Cellular and Molecular Neurobiology ( IF 4 ) Pub Date : 2020-11-20 , DOI: 10.1007/s10571-020-01002-1 Mizuho Horioka 1, 2 , Emilie Ceraudo 2 , Emily Lorenzen 2 , Thomas P Sakmar 2 , Thomas Huber 2
Many G protein-coupled receptors (GPCRs) signal through more than one subtype of heterotrimeric G proteins. For example, the C–C chemokine receptor type 5 (CCR5), which serves as a co-receptor to facilitate cellular entry of human immunodeficiency virus 1 (HIV-1), normally signals through the heterotrimeric G protein, Gi. However, CCR5 also exhibits G protein signaling bias and certain chemokine analogs can cause a switch to Gq pathways to induce Ca2+ signaling. We want to understand how much of the Ca2+ signaling from Gi-coupled receptors is due to G protein promiscuity and how much is due to transactivation and crosstalk with other receptors. We propose a possible mechanism underlying the apparent switching between different G protein signaling pathways. We show that chemokine-mediated Ca2+ flux in HEK293T cells expressing CCR5 can be primed and enhanced by ATP pretreatment. In addition, agonist-dependent lysosomal exocytosis results in the release of ATP to the extracellular milieu, which amplifies cellular signaling networks.
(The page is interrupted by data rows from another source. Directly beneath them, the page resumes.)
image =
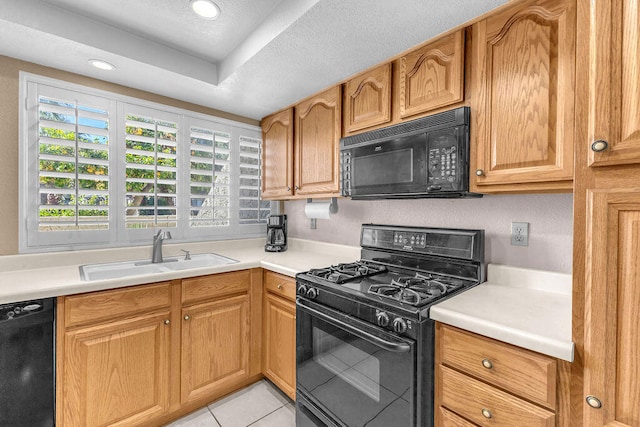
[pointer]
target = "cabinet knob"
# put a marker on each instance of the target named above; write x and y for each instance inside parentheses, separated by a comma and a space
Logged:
(599, 145)
(594, 402)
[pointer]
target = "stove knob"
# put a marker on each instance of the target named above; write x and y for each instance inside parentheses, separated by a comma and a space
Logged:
(382, 319)
(399, 325)
(312, 293)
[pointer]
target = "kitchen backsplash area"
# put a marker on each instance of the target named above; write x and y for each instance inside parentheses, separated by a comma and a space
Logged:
(549, 217)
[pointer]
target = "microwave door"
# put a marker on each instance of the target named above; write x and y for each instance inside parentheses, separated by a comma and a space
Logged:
(388, 168)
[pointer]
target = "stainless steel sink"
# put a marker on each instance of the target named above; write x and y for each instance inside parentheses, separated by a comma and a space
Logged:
(115, 270)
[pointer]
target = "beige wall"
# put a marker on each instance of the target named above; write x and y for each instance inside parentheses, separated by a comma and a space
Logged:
(550, 218)
(9, 136)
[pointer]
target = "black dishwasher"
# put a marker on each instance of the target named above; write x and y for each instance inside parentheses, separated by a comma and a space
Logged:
(27, 374)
ATP is quickly degraded via ADP and AMP to adenosine. ATP, ADP and adenosine activate different cell surface purinergic receptors. Endogenous Gq-coupled purinergic P2Y receptors amplify Ca2+ signaling and allow for Gi- and Gq-coupled receptor signaling pathways to converge. Associated secretory release of GPCR ligands, such as chemokines, opioids, and monoamines, should also lead to concomitant release of ATP with a synergistic effect on Ca2+ signaling. Our results suggest that crosstalk between ATP-activated purinergic receptors and other Gi-coupled GPCRs is an important cooperative mechanism to amplify the intracellular Ca2+ signaling response.
中文翻译:
嘌呤能受体与 CCR5 串扰以放大 Ca 2+ 信号
许多 G 蛋白偶联受体 (GPCR) 通过一种以上的异源三聚体 G 蛋白亚型发出信号。例如,C-C 趋化因子受体 5 (CCR5) 作为辅助受体促进人类免疫缺陷病毒 1 (HIV-1) 进入细胞,通常通过异源三聚体 G 蛋白 Gi 发出信号。然而,CCR5 也表现出 G 蛋白信号偏向性,某些趋化因子类似物可导致转换为 Gq 通路以诱导 Ca 2+信号。我们想了解多少 Ca 2+来自 Gi 偶联受体的信号传导是由于 G 蛋白混杂,而有多少是由于与其他受体的反式激活和串扰。我们提出了不同 G 蛋白信号通路之间明显切换的潜在机制。我们表明,表达 CCR5 的 HEK293T 细胞中趋化因子介导的 Ca 2+通量可以通过 ATP 预处理引发和增强。此外,激动剂依赖性溶酶体胞吐作用导致 ATP 释放到细胞外环境,从而放大细胞信号网络。ATP 通过 ADP 和 AMP 迅速降解为腺苷。ATP、ADP 和腺苷激活不同的细胞表面嘌呤能受体。内源性 Gq 偶联的嘌呤能 P2Y 受体放大 Ca 2+信号并允许 Gi 和 Gq 偶联的受体信号通路收敛。GPCR 配体(例如趋化因子、阿片类药物和单胺)的相关分泌释放也应导致 ATP 的伴随释放,并对 Ca 2+信号传导产生协同作用。我们的结果表明,ATP 激活的嘌呤能受体和其他 Gi 偶联 GPCR 之间的串扰是放大细胞内 Ca 2+信号反应的重要合作机制。